I think my neighbours now believe that I am an absolute nut case. I keep going outside with costumes and props, and it wouldn’t surprise me at all if they’ve caught me running back and forth with the camera on self-timer.

What makes you very happy?
What makes me really happy is seeing a story being told to the viewer without my help, they can see what’s happening. I also love trying out new things and collaborating them into my work.

What are your future ambitons professionally?
My dream job would be to advertise children’s clothing. The reason behind this is that children usually are quite imaginative. I remember as a child I could be a princess or a cowgirl through the use of casual wear. I didn’t necessarily need costumes, and I’m sure that many children are the same way. It would be a dream to create images that told the stories daring to lie behind a simple piece of clothing.

3 words that capture the very essence of your artwork?
Imagination, fairytales and animals.

3 most important things to you when working?
Patience, determination and fun.

3 best sources of inspiration?
Reading; it doesn’t necessarily matter what the reading is of, just as long as I’m imagining whilst I do so. I also find listening to songs and their poetry quite helpful. And lastly, by merely going outside and exploring the area. For example, I don’t believe one can ever grow too old to make a cubby out of sticks or whatever it may be; usually doing such things ignites a new story to be told.

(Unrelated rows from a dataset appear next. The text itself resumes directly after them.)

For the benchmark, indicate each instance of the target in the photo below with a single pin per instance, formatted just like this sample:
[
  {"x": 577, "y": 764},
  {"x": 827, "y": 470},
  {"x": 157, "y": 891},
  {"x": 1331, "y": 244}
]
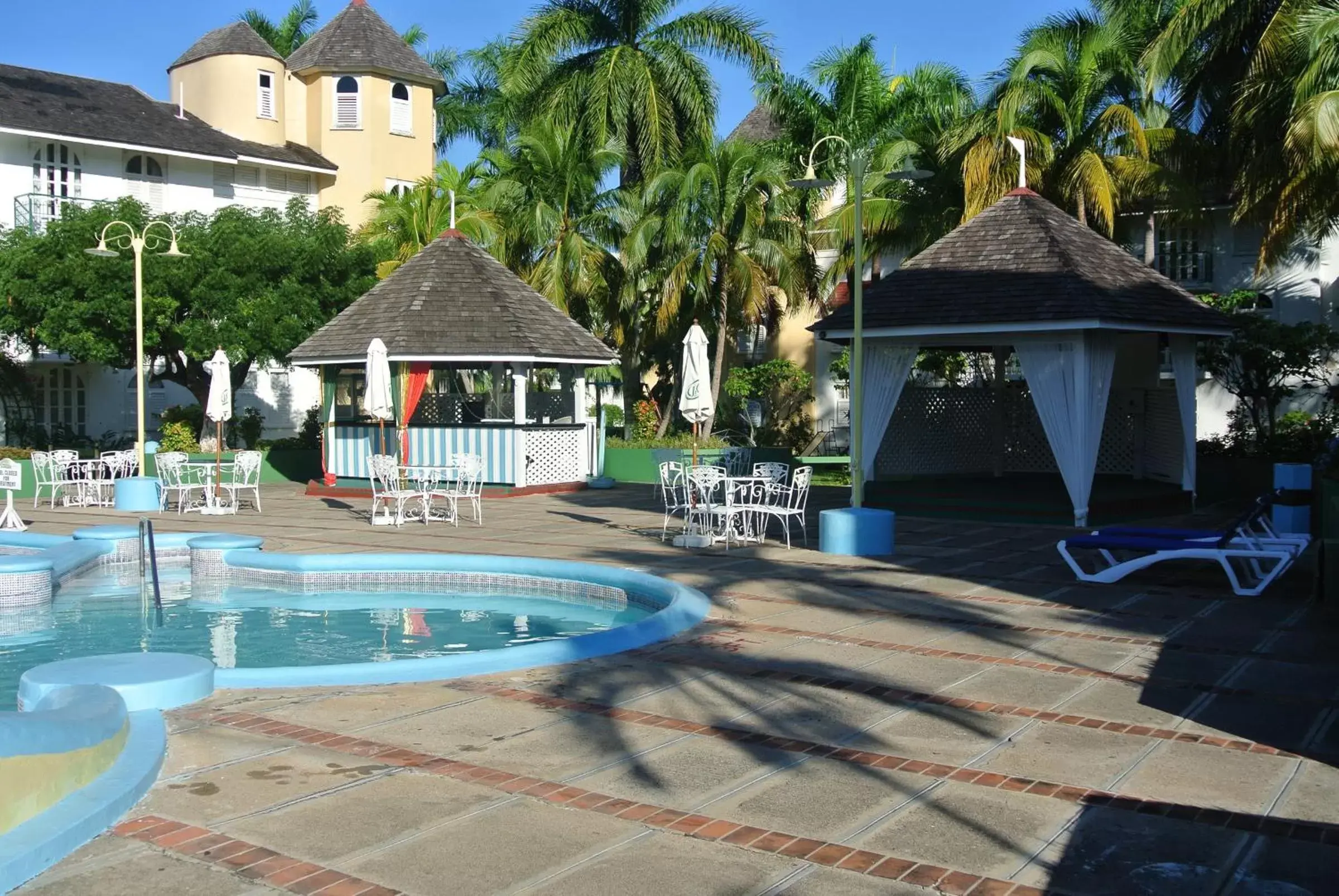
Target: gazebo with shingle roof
[
  {"x": 1086, "y": 320},
  {"x": 457, "y": 326}
]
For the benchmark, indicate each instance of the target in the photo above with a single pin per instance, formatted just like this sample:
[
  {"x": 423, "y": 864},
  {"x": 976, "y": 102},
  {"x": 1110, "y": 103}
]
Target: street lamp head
[{"x": 811, "y": 181}]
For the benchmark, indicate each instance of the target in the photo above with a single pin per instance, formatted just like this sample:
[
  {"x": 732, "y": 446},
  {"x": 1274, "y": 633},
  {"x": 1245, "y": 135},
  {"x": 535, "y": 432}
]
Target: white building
[{"x": 349, "y": 113}]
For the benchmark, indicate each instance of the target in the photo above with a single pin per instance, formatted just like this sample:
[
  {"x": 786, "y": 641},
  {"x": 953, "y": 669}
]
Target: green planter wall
[{"x": 643, "y": 465}]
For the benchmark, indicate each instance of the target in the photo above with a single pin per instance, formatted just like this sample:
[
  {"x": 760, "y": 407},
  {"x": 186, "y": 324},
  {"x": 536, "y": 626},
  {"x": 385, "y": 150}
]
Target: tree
[
  {"x": 290, "y": 32},
  {"x": 624, "y": 70},
  {"x": 731, "y": 244},
  {"x": 256, "y": 283}
]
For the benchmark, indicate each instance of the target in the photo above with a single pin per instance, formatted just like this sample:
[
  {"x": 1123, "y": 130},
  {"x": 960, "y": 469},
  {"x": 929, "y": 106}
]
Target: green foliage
[
  {"x": 784, "y": 390},
  {"x": 1264, "y": 363},
  {"x": 179, "y": 437}
]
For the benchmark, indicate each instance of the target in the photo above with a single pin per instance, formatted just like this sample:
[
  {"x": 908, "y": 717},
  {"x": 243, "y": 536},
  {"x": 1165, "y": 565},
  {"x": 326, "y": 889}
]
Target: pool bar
[{"x": 89, "y": 738}]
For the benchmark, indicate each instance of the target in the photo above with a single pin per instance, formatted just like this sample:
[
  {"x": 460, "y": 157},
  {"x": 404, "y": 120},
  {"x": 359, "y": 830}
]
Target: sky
[{"x": 136, "y": 42}]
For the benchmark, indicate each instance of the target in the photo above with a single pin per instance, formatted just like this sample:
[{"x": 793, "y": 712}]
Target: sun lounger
[{"x": 1249, "y": 550}]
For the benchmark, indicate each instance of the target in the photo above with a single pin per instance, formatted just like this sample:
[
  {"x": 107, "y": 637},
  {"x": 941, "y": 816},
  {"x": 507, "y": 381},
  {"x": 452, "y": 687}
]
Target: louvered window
[
  {"x": 349, "y": 112},
  {"x": 266, "y": 94},
  {"x": 402, "y": 114}
]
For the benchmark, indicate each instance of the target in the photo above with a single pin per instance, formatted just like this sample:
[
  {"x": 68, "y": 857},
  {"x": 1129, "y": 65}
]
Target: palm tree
[
  {"x": 624, "y": 70},
  {"x": 290, "y": 32},
  {"x": 731, "y": 244},
  {"x": 407, "y": 220},
  {"x": 1072, "y": 93}
]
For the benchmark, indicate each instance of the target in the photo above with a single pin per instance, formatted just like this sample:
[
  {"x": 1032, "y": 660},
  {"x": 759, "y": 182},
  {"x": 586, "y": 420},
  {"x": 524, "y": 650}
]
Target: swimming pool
[{"x": 256, "y": 627}]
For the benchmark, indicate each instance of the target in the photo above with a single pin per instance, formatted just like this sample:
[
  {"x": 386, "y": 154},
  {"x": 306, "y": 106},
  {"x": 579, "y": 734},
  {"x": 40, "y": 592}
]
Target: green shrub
[{"x": 179, "y": 437}]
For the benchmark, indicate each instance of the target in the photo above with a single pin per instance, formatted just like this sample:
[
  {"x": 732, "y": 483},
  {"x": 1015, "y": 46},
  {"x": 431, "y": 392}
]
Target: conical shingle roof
[
  {"x": 238, "y": 38},
  {"x": 1026, "y": 262},
  {"x": 357, "y": 41},
  {"x": 454, "y": 300}
]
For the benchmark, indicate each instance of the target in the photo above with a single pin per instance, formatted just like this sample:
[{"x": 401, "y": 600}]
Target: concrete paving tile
[
  {"x": 671, "y": 865},
  {"x": 818, "y": 798},
  {"x": 137, "y": 872},
  {"x": 493, "y": 851},
  {"x": 971, "y": 830},
  {"x": 1226, "y": 780},
  {"x": 1066, "y": 754},
  {"x": 350, "y": 821},
  {"x": 253, "y": 785},
  {"x": 687, "y": 773}
]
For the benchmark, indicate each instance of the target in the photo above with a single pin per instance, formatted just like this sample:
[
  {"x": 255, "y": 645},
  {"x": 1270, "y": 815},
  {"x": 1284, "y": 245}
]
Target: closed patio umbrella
[
  {"x": 378, "y": 399},
  {"x": 219, "y": 406},
  {"x": 695, "y": 393}
]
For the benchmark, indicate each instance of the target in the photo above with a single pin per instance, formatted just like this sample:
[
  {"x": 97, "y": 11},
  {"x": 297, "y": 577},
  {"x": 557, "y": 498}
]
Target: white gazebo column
[
  {"x": 1184, "y": 373},
  {"x": 520, "y": 377},
  {"x": 1070, "y": 379}
]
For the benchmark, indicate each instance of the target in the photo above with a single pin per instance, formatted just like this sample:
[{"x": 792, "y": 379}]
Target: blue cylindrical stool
[
  {"x": 138, "y": 493},
  {"x": 1291, "y": 512},
  {"x": 858, "y": 532}
]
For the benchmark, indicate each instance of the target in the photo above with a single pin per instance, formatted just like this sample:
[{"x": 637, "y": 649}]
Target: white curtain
[
  {"x": 1183, "y": 369},
  {"x": 1070, "y": 382},
  {"x": 887, "y": 367}
]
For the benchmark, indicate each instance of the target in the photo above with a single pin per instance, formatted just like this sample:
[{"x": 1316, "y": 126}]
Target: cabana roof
[
  {"x": 1023, "y": 266},
  {"x": 453, "y": 302}
]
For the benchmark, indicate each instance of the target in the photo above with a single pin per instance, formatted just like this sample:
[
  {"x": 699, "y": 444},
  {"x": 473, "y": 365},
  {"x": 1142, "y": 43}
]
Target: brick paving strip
[
  {"x": 248, "y": 860},
  {"x": 392, "y": 754},
  {"x": 1059, "y": 669},
  {"x": 181, "y": 837},
  {"x": 1053, "y": 633}
]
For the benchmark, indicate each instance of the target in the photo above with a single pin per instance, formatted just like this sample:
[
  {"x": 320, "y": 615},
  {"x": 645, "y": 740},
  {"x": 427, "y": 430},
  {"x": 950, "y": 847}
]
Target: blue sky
[{"x": 136, "y": 42}]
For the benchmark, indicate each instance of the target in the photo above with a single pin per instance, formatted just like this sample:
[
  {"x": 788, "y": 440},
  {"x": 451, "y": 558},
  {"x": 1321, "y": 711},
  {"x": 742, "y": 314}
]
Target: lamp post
[
  {"x": 856, "y": 164},
  {"x": 137, "y": 243}
]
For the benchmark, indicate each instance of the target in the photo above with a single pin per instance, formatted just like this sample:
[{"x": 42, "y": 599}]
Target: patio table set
[
  {"x": 733, "y": 507},
  {"x": 426, "y": 493}
]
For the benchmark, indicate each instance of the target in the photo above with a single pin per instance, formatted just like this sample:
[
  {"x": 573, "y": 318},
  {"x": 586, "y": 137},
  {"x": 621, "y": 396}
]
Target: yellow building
[{"x": 355, "y": 102}]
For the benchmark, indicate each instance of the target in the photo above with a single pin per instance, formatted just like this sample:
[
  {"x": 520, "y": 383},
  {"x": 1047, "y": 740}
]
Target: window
[
  {"x": 349, "y": 113},
  {"x": 266, "y": 94},
  {"x": 145, "y": 177},
  {"x": 59, "y": 401},
  {"x": 402, "y": 114}
]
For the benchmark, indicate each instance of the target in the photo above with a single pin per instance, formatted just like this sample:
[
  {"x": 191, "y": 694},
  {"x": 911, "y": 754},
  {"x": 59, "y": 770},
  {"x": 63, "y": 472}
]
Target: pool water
[{"x": 240, "y": 627}]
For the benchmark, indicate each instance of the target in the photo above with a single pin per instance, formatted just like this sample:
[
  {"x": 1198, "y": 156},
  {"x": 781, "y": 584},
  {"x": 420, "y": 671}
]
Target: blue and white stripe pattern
[{"x": 429, "y": 446}]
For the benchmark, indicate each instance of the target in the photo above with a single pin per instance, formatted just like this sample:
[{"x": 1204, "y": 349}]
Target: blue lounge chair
[{"x": 1249, "y": 550}]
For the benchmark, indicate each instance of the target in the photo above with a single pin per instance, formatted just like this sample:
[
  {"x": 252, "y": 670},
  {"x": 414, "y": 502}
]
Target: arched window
[
  {"x": 59, "y": 401},
  {"x": 349, "y": 113},
  {"x": 145, "y": 181},
  {"x": 57, "y": 176},
  {"x": 402, "y": 114}
]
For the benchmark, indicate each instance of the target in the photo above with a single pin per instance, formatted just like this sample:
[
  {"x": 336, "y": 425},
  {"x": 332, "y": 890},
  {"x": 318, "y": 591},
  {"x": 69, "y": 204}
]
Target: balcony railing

Why is art important to you?
I try to make my images appear to be pleasant and somewhat magical. For me, art can remind someone of an event or story, but it can also teach someone how they could view an event or situation in the future. It’s about sharing thoughts and feelings.

What is a travel journal according to you?

To me a travel journal doesn’t necessarily have to be a journal in itself. It could be a progression between different pieces of art as we learn from experiences, cultures and other people.

Favorite thing about working with the theme of the travel journal?
It reminded me of how when I was a child, I was always travelling. Nearly every weekend I was in another country. I became so bored of flying that I’d cry with excitement whenever we got on a bus. But it reminded me of the smaller things too; how I wondered how a plane could fly but I couldn’t, even with my arms stretched out as far as I could reach. And the wonder of whether someone had ever been blown away by the wind as they latched themselves onto a balloon, or even a dandelion I suppose.

Would/did you ever make a travel journal yourself?
I have had journals in the past. Usually however, I start them off with a theme in mind, but as I meet new people and learn new things the drawings slowly change as my thoughts do too. An example of this is the journal I am using now; I started it by doing very precise grey lead drawing, but now it is full of watercolour made to collaborate with photography.